NMC posted a very thorough analysis on the recent batch of Bobby DeLaughter motions. I’ll try not to cover the same ground, but I will make a few different observations.

They fileda 404b motion, which has nothing interesting.

However, the Jenks motion is telling in my mind for a couple of reasons.

1. First, they quoted and complained a bit about the Clarion Ledger article and the information in the public domain. That’s the surest way to get . . . more press coverage, which seems to be what they want. Remember, the Scruggs venue change motion – the one with the cartoon inside the pleading?

The defense does have access, however, to yesterday’s Jackson Clarion Ledger story by Jerry Mitchell which purports to describe the testimony of government witness Timothy Balducci, based upon deposition testimony Balducci purportedly gave in the Eaton v. F risby case. A copy of this story is attached as Exhibit A. Based upon this account, Balducci himself apparently will say that a critical order entered by Judge DeLaughter was so legally deficient that Dickie Scruggs supposedly settled the lawsuit “rather than risk exposure on appeal.” (Exhibit A, p. 2).

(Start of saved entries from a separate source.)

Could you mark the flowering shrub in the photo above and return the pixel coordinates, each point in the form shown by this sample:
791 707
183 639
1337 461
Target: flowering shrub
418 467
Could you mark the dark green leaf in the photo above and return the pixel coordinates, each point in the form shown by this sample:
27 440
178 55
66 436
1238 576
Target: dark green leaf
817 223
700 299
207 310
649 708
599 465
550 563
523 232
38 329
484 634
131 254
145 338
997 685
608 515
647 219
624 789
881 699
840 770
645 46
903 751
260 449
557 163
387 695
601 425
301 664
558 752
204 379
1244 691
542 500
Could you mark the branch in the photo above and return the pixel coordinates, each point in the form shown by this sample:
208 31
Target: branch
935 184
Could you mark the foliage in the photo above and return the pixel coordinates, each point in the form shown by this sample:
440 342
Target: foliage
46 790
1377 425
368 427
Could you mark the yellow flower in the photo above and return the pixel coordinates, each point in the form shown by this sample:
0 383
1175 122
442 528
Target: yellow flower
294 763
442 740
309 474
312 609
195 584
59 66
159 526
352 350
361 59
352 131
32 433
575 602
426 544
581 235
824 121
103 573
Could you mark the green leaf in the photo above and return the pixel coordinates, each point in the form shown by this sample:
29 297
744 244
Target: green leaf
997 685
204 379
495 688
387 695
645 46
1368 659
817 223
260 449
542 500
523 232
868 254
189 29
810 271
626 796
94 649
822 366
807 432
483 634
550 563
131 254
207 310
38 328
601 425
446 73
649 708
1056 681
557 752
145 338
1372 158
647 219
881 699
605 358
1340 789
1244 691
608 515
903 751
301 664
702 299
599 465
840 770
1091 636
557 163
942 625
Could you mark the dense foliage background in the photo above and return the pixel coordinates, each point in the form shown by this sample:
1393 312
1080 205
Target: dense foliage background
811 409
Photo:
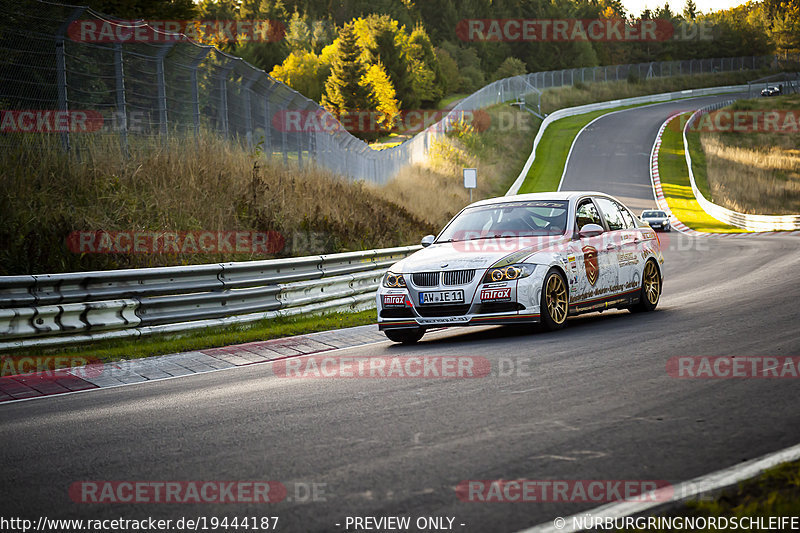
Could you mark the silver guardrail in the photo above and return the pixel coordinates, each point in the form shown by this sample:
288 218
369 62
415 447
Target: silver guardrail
55 309
723 214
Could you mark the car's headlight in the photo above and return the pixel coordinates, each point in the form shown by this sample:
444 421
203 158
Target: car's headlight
508 273
393 280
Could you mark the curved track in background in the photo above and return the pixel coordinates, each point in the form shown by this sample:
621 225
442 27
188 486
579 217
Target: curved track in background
596 402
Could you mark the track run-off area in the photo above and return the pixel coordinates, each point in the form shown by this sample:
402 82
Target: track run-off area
591 402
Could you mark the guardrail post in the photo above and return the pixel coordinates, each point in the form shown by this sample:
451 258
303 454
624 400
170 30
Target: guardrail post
61 69
162 90
122 108
268 119
248 119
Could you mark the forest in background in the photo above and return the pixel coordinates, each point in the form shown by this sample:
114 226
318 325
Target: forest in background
386 56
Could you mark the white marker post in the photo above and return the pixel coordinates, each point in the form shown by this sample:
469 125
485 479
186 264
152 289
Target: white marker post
470 180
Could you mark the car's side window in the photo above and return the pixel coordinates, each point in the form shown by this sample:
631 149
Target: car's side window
587 214
630 223
611 213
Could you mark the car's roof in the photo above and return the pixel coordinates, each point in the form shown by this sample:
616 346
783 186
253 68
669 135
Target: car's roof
559 195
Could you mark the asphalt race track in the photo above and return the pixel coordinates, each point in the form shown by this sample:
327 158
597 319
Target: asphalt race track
593 401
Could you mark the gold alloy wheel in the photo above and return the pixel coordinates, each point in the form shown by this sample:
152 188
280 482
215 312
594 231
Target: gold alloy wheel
652 283
556 298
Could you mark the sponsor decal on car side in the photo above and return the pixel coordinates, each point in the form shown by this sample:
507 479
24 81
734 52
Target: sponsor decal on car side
496 295
395 300
627 258
590 262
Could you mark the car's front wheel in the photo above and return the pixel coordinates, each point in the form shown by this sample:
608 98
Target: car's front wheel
405 335
651 288
554 305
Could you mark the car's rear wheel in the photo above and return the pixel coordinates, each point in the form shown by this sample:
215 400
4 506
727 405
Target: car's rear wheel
405 335
651 288
554 305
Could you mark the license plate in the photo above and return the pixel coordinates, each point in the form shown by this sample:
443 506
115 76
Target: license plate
496 295
441 297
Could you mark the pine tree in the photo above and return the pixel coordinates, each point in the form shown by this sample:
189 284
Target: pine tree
344 90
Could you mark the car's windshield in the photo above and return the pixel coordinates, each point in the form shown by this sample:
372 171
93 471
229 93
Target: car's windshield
508 219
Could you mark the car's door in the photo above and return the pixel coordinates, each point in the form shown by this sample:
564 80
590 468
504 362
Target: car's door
591 270
622 244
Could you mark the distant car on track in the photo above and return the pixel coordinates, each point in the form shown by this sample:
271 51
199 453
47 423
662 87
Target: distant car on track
657 219
530 258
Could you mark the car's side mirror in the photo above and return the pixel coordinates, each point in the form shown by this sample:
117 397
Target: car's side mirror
590 230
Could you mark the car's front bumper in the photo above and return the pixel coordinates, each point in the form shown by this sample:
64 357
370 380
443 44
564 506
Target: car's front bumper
519 305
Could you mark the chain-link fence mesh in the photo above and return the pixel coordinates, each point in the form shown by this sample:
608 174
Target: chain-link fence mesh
129 94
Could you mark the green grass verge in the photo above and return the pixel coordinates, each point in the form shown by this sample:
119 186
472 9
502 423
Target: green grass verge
551 153
677 189
776 492
146 346
553 149
698 162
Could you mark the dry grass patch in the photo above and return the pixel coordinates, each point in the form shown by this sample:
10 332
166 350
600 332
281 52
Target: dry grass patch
757 173
183 186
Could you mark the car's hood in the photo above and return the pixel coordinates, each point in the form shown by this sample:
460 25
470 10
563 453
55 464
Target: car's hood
475 254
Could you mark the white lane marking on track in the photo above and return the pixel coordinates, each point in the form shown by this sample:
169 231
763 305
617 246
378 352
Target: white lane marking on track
683 491
251 365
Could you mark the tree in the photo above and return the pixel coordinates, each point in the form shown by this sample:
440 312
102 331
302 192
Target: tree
384 41
303 71
690 10
449 69
511 66
298 35
383 97
344 90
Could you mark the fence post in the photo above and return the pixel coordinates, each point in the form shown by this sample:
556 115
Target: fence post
201 55
162 90
119 74
268 119
61 69
248 119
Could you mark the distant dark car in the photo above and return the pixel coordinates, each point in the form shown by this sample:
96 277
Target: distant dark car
657 219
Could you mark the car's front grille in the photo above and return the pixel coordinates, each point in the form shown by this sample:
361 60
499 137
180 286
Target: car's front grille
457 277
443 310
425 279
499 307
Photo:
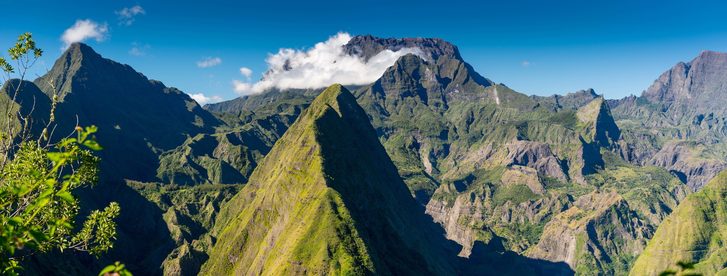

2. They filed it on a Friday, which is often a ploy to get Sunday newsprint coverage.
3. They tried to publicly pit the potential witnesses (Scruggs and Balducci) against each other and scrap at their credibility.

Moreover, this testimony, if it is Balducci’s testimony, would seem to fly in the face of the government’s convoluted motion in limine theory. While not having any more access to Balducci’s anticipated testimony, than the anticipated testimony of Dickie Scruggs, counsel are also privy, however, to a public pleading Scruggs filed, coincidentally or not, the very same day the Balducci story ran in the Clarion Ledger.

They also filed a Brady motion (seeking potentially favorable or exculpatory evidence) with two interesting tidbits.

1. They want the full motherlode on Ed Peters

Any reports, memoranda, notes, transcripts, tape or video recordings,correspondence, or other memorialization of known or suspected criminal activity in which a potential government witness has engaged, or is suspected to have engaged in, which has not resulted in prosecution or conviction. This request specifically includes, but is not limited to, investigations of the government’s
immunized witness, Edward Peters.

2. They indicate they will threated to drag Lott and Cochran into the fray.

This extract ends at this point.